Reporter Caitlan Carroll tells us about one tune that's been around for quite a while. And in a new version, is lighting up the German pop charts.
MEDLEY: Somewhere over the rainbow...
CAITLAN CARROLL: ...has been covered by about a hundred different musicians since the song was first released in 1939. But no one has sold as many singles as the Hawaiian musician Israel Kamakawiwo'ole, or "Iz" for short.
WOLFGANG BOSS: Even though it is somehow melancholic, it has a very positive message and positive feeling. People can hear it even when they are on the other side of the planet in their car driving to their work.
Wolfgang Boss is the owner of B1 Recordings. He's responsible for this bringing "Over the Rainbow" to thousands of German car radios 17 years after the song's initial release. The singer Iz died in 1997, but this past fall, Boss lobbied Iz's small Hawaiian label for an exclusive licensing deal in Germany. After a $100,000 marketing campaign, the song made it to number one on German charts for 12 weeks. He says it's sold:
Boss: Altogether, more than 750,000 singles.

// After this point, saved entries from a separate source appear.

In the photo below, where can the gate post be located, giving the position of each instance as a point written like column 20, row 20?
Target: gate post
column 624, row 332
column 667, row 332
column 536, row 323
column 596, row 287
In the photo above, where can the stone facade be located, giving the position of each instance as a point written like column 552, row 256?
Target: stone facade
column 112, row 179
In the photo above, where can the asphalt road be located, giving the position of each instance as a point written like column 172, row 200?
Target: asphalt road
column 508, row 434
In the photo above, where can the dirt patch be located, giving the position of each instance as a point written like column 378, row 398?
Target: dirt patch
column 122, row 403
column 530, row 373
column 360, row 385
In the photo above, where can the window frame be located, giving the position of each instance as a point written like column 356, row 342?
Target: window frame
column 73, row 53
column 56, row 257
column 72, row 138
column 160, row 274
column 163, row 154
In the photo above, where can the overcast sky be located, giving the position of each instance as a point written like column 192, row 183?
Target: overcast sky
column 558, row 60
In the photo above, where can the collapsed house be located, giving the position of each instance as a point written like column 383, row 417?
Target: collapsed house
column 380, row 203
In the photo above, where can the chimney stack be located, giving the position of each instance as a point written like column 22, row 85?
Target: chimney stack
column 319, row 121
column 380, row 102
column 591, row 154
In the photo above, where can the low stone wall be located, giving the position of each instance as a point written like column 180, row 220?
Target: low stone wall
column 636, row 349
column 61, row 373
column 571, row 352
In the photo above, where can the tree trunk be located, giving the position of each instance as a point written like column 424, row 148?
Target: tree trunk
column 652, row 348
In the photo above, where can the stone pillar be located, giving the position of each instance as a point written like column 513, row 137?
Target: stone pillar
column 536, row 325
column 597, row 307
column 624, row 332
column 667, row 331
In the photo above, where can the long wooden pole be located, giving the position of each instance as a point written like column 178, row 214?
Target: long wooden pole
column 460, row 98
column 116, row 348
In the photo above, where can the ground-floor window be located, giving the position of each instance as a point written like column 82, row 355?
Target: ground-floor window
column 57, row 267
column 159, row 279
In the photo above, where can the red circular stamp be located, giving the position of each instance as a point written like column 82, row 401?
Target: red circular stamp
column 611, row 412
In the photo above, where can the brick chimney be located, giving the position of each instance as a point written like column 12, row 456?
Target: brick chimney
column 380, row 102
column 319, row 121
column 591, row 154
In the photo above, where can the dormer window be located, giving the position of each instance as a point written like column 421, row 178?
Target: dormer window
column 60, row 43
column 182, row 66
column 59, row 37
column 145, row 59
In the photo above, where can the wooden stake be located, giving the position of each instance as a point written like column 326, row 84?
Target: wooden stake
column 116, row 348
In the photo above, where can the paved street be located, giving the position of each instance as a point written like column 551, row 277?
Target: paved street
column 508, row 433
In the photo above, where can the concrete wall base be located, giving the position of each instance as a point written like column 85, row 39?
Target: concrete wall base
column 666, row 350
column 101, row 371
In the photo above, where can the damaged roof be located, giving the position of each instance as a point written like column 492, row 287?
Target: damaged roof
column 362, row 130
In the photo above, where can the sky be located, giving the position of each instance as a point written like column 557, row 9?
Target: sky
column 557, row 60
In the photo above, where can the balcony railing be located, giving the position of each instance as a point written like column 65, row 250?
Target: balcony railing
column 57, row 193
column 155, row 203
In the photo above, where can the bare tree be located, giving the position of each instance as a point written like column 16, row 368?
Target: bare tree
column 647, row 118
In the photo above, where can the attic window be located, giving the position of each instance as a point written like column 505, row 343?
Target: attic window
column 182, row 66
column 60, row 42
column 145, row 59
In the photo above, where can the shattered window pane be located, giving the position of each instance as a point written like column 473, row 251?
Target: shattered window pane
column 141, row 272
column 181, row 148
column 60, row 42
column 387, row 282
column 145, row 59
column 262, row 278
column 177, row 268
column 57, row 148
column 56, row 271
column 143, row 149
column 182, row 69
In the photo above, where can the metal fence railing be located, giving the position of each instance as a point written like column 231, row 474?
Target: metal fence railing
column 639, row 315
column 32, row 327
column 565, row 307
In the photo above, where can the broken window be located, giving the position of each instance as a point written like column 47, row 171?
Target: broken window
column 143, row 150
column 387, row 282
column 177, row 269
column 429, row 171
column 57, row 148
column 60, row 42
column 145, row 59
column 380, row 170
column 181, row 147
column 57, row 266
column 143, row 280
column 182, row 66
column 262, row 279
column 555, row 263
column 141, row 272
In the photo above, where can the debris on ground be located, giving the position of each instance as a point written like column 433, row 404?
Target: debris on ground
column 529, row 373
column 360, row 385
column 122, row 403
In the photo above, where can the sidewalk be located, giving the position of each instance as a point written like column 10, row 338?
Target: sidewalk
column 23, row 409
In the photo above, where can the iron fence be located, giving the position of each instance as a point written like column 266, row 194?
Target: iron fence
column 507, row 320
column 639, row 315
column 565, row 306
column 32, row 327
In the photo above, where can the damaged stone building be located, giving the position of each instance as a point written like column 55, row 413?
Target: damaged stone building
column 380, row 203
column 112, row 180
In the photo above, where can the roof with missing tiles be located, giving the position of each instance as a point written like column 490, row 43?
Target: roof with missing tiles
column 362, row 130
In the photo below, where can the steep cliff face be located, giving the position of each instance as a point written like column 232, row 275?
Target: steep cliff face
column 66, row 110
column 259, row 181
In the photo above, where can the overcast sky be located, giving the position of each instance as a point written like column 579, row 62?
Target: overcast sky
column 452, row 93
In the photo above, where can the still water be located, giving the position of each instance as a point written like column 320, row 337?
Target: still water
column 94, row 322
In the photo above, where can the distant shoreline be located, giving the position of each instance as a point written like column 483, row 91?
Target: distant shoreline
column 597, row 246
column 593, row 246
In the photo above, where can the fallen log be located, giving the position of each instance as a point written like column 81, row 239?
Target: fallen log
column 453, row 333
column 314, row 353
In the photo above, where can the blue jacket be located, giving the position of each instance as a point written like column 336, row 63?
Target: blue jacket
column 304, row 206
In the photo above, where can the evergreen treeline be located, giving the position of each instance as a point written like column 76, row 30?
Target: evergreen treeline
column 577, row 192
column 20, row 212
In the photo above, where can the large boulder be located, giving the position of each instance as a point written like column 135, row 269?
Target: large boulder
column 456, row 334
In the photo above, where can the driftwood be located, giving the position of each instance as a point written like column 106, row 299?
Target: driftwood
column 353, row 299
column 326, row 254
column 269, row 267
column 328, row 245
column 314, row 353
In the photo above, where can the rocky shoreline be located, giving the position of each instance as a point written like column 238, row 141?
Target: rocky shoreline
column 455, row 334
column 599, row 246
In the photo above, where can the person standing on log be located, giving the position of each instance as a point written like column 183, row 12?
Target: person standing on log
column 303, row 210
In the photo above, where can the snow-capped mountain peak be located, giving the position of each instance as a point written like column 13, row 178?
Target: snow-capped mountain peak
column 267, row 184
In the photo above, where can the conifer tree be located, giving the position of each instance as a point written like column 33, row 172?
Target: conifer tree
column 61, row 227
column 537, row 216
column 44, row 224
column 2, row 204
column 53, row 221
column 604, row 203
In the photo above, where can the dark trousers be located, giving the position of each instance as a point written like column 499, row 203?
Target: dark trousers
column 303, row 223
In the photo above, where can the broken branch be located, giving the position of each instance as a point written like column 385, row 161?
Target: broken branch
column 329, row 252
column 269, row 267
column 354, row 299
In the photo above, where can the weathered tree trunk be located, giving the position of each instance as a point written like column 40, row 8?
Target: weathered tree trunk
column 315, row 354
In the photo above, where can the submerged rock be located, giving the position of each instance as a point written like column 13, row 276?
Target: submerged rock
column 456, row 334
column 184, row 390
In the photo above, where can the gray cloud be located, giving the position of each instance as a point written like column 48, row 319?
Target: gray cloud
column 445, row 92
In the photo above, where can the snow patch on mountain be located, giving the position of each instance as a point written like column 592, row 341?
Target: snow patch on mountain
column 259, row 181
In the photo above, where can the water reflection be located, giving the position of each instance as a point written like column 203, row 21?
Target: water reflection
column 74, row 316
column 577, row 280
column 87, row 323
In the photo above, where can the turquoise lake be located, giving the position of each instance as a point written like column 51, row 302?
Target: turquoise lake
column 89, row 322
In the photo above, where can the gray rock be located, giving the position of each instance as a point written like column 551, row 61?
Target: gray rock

And spawned a kind of fever for the song's signature instrument -- the ukulele. Many music stores are starting to sell out. And the main ukulele fan club in Germany has grown to 2,600 members.
In the backroom of a small restaurant in Berlin, about 20 ukulele aficionados sit around drinking beer and practicing. I sit down next to a guy who goes by the name Uku-Klaus.
UKU KLAUS: Israel's "Somewhere Over the Rainbow," that starts my interest to play this little instrument.
And interest in the song has spread to France, where it's now number one on the charts. Wolfgang Boss says Japan is next. This version of "Over the Rainbow" seems to land on a pot of gold every time.
In Berlin, I'm Caitlan Carroll for Marketplace.